Zira ısrarla “hedef” olarak belirlenen El Bab ile Rakka’nın merkezi tamamen IŞİD’in kontrolünde iken, Münbiç, “Suriye Demokratik Güçler Birliği” adı altında PYD/YPG kuşatmasında.
Gerçek şu ki, üç taraftan kuşatılan Musul’un batısında “kaçış kapısı” bırakılmasıyla, IŞİD’in Suriye’ye geçişi sağlanarak örgütün bölünmüş Suriye’nin güneyine sevk edilip kanton kurmasının önü açılıyor.
Aslında Dışişleri Bakanı’nın, “Bazı ülkelerin de grupların da tahrikiyle, desteğiyle intikam içinde olan Şiî milis örgütleri Sünnilerin ağırlıkla yaşadığı bölgelere saldırmak istiyor” ihbarıyla, Cumhurbaşkanı’nın “Sincar Kandil olma yolunda. Telâfer’de Türkmen kardeşlerimiz ikiye bölünmüş” yakınması, “Musul operasyonu”nun Suriye’ye de sıçrayacak ve bütün bölgeyi kapsayacak vahim mezhep ve etnik çatışması maksadını açığa çıkarıyor.
Bakan’ın, “DEAŞ ile mücadele edilmeli ama DEAŞ sonrasını iyi plânlayarak, yerel güçlerle bu mücadele yapılmalı. Musul ve Telafer’deki etnik ve mezhep dengeleri çok iyi dikkate alınmalı” cümlesiyle “Türkiye’ye yönelik tehdid”i nazara vermesi, IŞİD’in bölgeden tasfiyesiyle Türkiye’ye ve bölgeye yönelik tehdidin bitmediğinin ikrarı oluyor.
IŞİD VE PYD’YE DEVLETÇİKLER
Kısacası, Suriye’de ne PYD/YPG, ne de IŞİD bitiriliyor; tam tersine alan kazanıp daha da güçlenmelerine, “uydu devletçikleri”ni kurmalarına ortam oluşturulduğu resmen itiraf ediliyor.

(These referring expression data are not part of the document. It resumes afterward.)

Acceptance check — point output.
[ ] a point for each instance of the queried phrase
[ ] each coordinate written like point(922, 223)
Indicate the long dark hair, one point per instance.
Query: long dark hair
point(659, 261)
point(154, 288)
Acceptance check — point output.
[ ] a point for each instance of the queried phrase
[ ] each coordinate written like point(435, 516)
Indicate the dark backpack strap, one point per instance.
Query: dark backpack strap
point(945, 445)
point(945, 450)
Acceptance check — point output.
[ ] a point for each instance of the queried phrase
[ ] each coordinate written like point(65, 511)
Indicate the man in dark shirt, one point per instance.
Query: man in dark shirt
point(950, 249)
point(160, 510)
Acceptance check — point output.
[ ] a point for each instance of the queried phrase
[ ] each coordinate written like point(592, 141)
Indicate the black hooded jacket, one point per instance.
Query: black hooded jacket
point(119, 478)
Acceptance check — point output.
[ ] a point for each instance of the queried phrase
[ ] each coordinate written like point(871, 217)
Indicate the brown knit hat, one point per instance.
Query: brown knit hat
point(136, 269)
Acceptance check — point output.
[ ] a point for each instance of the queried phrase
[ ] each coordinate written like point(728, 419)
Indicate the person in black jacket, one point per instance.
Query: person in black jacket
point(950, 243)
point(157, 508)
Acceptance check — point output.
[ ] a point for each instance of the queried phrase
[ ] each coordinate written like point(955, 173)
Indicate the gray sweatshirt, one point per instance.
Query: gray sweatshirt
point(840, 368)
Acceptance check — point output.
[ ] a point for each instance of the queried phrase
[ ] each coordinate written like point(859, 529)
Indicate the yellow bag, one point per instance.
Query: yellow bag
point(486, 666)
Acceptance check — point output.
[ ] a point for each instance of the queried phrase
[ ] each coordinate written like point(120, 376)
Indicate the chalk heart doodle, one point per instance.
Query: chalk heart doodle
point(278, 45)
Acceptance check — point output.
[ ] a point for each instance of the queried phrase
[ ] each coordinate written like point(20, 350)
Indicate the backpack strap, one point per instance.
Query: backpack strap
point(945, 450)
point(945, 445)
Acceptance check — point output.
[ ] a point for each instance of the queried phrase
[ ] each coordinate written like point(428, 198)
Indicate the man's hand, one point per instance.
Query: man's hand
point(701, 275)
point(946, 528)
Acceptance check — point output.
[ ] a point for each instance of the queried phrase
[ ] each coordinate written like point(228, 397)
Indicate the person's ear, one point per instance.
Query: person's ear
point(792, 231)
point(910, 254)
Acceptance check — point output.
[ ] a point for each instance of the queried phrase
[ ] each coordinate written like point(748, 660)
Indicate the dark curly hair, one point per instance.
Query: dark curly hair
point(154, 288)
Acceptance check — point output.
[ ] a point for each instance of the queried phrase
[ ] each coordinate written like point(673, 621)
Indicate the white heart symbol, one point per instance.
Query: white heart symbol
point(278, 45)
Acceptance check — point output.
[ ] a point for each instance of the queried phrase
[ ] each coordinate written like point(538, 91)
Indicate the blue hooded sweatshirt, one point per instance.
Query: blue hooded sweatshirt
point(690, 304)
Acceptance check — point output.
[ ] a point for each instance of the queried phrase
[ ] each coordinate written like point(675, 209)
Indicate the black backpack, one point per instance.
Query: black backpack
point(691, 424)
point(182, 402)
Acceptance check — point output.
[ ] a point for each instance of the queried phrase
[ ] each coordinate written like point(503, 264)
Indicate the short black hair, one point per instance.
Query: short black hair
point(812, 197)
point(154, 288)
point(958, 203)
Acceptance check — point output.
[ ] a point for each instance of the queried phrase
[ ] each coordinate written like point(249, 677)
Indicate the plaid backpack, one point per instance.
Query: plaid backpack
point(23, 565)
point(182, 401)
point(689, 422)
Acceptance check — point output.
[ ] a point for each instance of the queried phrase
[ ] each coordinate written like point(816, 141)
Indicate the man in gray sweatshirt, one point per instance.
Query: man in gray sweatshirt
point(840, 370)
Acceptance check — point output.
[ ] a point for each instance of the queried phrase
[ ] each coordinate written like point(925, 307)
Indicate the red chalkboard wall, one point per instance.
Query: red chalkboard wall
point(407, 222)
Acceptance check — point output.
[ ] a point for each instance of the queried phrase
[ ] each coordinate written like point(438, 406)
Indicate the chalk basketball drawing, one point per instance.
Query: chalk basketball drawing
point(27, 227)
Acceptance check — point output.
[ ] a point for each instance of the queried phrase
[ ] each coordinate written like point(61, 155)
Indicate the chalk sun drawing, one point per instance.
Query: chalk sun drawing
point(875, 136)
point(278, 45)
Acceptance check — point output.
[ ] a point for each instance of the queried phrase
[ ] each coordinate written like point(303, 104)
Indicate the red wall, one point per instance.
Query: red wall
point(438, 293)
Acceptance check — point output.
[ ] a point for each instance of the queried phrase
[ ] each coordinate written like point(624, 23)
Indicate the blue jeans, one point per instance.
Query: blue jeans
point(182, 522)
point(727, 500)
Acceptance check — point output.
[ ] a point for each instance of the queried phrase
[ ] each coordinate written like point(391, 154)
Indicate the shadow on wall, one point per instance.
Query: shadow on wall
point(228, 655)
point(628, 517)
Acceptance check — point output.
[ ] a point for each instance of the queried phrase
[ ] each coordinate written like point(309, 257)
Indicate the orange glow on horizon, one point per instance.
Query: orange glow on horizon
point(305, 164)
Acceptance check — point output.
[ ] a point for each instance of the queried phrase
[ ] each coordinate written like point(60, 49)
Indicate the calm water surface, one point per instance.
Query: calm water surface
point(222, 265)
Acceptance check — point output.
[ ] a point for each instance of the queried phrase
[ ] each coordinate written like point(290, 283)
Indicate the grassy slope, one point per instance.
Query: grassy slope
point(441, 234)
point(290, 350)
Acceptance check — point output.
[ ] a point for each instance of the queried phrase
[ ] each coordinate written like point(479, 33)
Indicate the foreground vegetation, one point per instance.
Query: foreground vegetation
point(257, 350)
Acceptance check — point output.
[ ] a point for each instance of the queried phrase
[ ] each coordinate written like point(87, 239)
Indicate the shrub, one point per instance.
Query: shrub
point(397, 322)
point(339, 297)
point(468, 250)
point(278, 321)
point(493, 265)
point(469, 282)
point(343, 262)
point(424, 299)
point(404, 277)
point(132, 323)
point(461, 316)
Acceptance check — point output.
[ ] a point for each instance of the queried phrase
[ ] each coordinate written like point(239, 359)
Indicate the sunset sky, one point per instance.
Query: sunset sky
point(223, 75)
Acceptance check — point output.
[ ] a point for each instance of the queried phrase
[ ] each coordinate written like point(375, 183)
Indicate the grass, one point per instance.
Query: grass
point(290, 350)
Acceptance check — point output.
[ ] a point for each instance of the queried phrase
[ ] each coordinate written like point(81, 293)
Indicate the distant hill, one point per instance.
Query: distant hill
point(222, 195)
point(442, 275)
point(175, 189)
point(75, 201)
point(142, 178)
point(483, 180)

Bu açıdan Rusya Dış İstihbarat Servisi eski Başkanı General Vyaçeslav Trubnikov’un, “Suriye dağılırsa Kürdistan kurulur” ihbarı kayda değer.
Özetle, küresel emperyal mihrakların ve ifsad şebekelerinin tahrikiyle terör ve iç savaşla çökertilen Suriye, mezhebi – etnik parçalara taksimle parçalanmaya teşne hale getiriliyor. Bediüzzaman’ın ikazıyla “Ecnebilerin parmak karıştırmasına zemin hazırlanıyor.”
Neticede, İsrail Millî Güvenlik Kurulu’nun raporuyla, “Nil’den Fırat’a ‘arz-ı mev’ud’da (vaad edilmiş topraklarda) ‘büyük İsrail” hesabına “Ortadoğu’yu parçalama plânı”nın uygulamaya konulduğu görülüyor.
Türkiye, “terörle mücadele” adı altında fitne bataklığına çekilme tuzağına karşı müteyakkız olmalı. Fitnenin önünü almak için, 911 kilometre sınıra sahip, derin inanç, tarihî ve kültürel bağları bulunan Müslüman komşusunun toprak bütünlüğüne çalışmalı.